Find a leading order approximation to the solution of
$\epsilon y'' + 2 y' + e^y = 0$, $y(0)=y(1)=0$
as $\epsilon \to 0$.
I know there is a boundary layer near $x=0$ and not at $x=1$ so I can impose the boundary condition at $x=1$. But the $e^y$ term is confusing me… when I substitute in an series approximation for $y$ and then taylor expand the $e^y$ term, I keep getting $y=0$ as the outer approximation because of the infinite series for $e^y$.
Could anyone help me with a solution to this problem?
Thanks
Best Answer
To leading order the outer solution satisfies the equation you get when you set $\epsilon = 0$, namely
$$ 2y_\text{out}' + e^{y_\text{out}} = 0, $$
which is separable. Choose the constant of integration in order to satisfy the boundary condition at the right endpoint, namely $y_\text{out}(1) = 0$.

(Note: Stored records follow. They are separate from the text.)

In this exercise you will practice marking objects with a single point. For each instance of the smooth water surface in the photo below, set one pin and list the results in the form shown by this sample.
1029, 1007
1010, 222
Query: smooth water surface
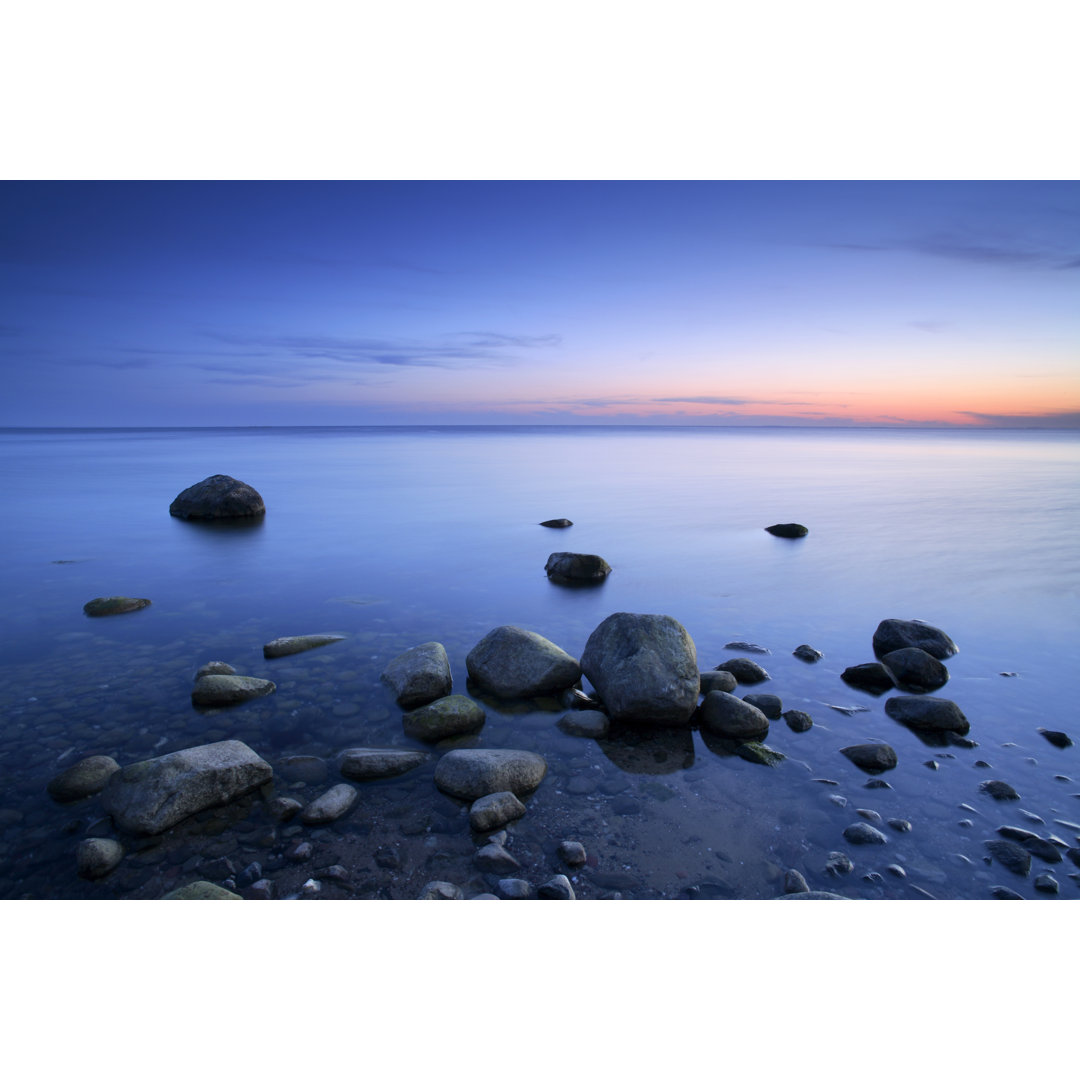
394, 537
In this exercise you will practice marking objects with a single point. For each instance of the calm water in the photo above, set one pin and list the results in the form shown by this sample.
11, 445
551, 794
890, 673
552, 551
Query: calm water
400, 536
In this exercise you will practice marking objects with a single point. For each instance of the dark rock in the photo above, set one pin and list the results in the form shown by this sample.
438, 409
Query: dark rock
894, 634
998, 790
798, 720
511, 662
745, 671
419, 675
456, 715
769, 704
928, 714
1058, 739
873, 677
300, 643
113, 605
86, 777
218, 497
730, 717
871, 757
915, 670
568, 567
588, 723
645, 669
369, 763
470, 774
150, 796
1011, 855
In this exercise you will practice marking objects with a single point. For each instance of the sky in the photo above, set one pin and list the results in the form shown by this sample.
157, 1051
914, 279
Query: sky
792, 302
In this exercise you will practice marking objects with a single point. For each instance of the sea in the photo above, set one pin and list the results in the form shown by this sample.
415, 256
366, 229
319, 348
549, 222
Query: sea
396, 536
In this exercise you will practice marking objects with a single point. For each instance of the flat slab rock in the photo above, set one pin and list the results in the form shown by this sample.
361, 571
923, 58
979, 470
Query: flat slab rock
286, 646
150, 796
470, 774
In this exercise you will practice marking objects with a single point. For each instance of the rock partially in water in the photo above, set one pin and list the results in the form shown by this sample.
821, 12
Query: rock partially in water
218, 497
496, 810
644, 667
916, 671
201, 890
373, 763
96, 856
419, 675
586, 723
331, 805
873, 677
928, 714
456, 715
511, 662
568, 567
86, 777
299, 643
893, 634
150, 796
871, 757
219, 690
730, 717
470, 774
113, 605
747, 672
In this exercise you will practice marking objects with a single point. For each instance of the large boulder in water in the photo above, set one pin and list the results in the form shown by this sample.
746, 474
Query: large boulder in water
645, 669
216, 497
511, 662
150, 796
894, 634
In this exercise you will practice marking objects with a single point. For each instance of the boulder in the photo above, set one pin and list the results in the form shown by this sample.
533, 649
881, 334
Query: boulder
568, 566
915, 670
150, 796
872, 757
455, 715
928, 714
217, 497
470, 774
419, 675
370, 763
644, 667
329, 806
511, 662
84, 778
300, 643
894, 634
113, 605
746, 672
730, 717
216, 690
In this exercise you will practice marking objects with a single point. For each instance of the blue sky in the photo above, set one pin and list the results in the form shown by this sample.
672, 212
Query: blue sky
796, 302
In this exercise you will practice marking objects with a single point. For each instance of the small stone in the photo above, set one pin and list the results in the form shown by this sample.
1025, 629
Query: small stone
557, 888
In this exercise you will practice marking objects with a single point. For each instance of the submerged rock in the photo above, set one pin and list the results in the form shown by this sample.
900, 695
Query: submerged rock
113, 605
456, 715
217, 497
644, 667
419, 675
928, 714
470, 774
893, 634
287, 646
150, 796
511, 662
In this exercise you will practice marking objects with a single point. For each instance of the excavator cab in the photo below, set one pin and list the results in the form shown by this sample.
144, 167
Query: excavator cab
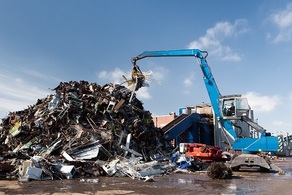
233, 107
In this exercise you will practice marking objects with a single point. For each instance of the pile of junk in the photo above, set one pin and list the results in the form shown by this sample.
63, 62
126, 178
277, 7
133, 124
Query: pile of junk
83, 130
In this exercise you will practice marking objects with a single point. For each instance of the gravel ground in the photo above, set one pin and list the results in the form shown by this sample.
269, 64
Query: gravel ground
248, 182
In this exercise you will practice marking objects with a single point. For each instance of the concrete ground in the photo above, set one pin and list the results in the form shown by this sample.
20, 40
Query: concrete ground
248, 182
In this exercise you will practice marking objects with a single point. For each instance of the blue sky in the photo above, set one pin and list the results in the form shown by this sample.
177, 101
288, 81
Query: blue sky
249, 42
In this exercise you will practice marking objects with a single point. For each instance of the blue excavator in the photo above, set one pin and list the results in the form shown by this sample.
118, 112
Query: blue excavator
227, 110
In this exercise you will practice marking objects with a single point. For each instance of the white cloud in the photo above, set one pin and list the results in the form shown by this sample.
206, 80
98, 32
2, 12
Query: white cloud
17, 93
143, 93
188, 81
261, 103
213, 40
283, 20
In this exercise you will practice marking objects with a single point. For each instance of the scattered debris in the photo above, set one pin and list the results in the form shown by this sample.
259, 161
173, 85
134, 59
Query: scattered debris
83, 130
218, 170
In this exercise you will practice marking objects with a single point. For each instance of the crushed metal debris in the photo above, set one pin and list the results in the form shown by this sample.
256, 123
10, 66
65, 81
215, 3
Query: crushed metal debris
83, 130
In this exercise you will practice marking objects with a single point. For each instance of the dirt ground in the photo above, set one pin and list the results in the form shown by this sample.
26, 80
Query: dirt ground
248, 182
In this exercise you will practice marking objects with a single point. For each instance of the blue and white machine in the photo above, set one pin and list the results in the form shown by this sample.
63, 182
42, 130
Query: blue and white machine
226, 109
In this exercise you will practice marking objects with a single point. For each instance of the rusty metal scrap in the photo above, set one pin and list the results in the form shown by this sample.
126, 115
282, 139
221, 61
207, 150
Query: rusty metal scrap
76, 131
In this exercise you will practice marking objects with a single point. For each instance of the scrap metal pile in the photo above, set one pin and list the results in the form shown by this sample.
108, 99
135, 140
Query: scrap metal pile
82, 130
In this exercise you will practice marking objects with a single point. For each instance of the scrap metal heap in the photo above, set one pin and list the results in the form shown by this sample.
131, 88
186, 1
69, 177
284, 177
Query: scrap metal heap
82, 130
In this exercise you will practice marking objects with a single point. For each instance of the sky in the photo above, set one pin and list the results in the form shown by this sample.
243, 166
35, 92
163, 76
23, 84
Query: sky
43, 43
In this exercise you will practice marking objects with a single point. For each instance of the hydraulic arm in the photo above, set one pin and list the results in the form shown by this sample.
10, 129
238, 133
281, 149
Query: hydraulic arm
265, 143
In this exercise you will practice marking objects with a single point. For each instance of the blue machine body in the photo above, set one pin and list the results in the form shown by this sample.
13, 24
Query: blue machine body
265, 142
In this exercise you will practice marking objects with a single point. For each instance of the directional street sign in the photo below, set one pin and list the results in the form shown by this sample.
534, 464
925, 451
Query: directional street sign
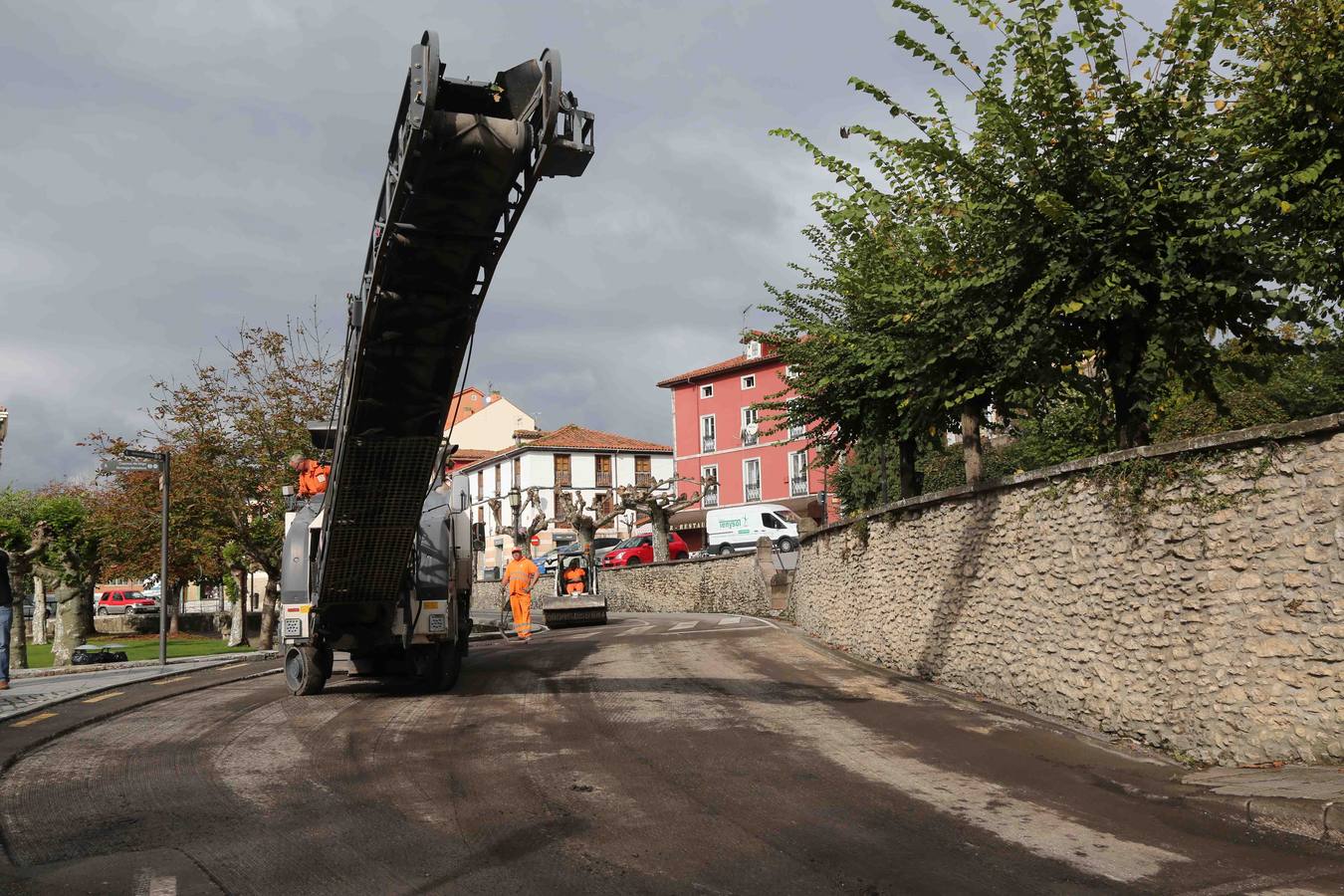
129, 466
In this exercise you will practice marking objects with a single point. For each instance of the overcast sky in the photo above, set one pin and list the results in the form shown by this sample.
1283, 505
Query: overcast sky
168, 169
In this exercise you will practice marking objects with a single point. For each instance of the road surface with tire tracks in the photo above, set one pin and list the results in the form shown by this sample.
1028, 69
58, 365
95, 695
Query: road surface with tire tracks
660, 754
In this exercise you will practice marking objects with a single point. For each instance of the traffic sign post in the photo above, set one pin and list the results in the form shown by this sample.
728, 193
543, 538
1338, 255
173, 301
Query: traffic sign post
154, 462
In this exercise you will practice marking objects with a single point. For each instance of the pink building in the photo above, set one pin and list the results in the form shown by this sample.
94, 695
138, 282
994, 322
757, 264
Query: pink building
756, 458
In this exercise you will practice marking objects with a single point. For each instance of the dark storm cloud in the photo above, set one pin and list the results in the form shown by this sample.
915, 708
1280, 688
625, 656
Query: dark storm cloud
169, 169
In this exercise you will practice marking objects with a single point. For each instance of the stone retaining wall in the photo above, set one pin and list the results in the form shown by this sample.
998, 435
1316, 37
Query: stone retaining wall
1205, 615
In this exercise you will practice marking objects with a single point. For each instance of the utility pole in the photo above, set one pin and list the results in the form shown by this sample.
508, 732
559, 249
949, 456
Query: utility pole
163, 464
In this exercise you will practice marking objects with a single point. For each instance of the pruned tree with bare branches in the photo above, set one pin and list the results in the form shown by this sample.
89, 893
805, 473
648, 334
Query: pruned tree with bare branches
574, 511
521, 534
657, 500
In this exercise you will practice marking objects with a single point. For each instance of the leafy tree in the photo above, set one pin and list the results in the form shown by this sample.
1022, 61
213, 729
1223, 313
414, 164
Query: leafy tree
1087, 234
231, 429
1283, 126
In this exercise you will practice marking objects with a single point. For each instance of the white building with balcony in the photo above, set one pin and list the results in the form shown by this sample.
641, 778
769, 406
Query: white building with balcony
571, 460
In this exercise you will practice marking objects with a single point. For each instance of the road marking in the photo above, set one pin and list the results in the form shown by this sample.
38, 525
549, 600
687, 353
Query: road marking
33, 720
148, 884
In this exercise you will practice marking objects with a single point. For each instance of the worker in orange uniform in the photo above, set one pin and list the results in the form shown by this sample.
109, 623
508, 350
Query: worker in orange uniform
312, 476
574, 577
519, 577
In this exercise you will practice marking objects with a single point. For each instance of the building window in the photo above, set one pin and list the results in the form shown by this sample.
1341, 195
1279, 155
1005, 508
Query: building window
749, 426
797, 473
710, 497
795, 430
752, 480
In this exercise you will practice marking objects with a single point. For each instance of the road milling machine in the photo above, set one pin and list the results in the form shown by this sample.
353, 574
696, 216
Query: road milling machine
380, 564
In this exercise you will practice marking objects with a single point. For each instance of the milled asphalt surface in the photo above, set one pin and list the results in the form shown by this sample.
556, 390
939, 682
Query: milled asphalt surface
660, 754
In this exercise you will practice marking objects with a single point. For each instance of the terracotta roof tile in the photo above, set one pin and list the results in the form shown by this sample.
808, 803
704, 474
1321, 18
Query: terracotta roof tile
741, 361
576, 438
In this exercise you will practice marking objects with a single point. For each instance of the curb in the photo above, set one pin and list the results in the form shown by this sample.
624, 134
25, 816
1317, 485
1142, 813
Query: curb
200, 665
1317, 819
46, 672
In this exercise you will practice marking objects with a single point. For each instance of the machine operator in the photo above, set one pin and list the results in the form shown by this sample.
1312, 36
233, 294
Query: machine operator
312, 476
519, 577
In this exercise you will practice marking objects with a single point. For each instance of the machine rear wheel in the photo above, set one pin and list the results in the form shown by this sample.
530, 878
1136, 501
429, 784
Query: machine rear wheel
306, 673
438, 666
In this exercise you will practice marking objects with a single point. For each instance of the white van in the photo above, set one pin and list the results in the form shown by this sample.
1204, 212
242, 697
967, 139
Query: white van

Now find the inner solution. Setting $x = \epsilon X$ the equation becomes
$$ \frac{d^2 y}{dX^2} + 2\frac{dy}{dX} + \epsilon e^y = 0 $$
after multiplying through by $\epsilon$, so to leading order the inner solution satisfies
$$ \frac{d^2 y_\text{in}}{dX^2} + 2\frac{dy_\text{in}}{dX} = 0. $$
Match this inner solution to the outer solution by taking
$$ \lim_{X \to \infty} y_\text{in}(X) = y_\text{out}(0). $$
We also want the inner solution to satisfy the boundary condition at the left endpoint, namely
$$ y_\text{in}(0) = 0. $$
These two conditions will determine the two constants of integration.
Finally combine $y_\text{in}$ and $y_\text{out}$ appropriately to get a solution to the original DE.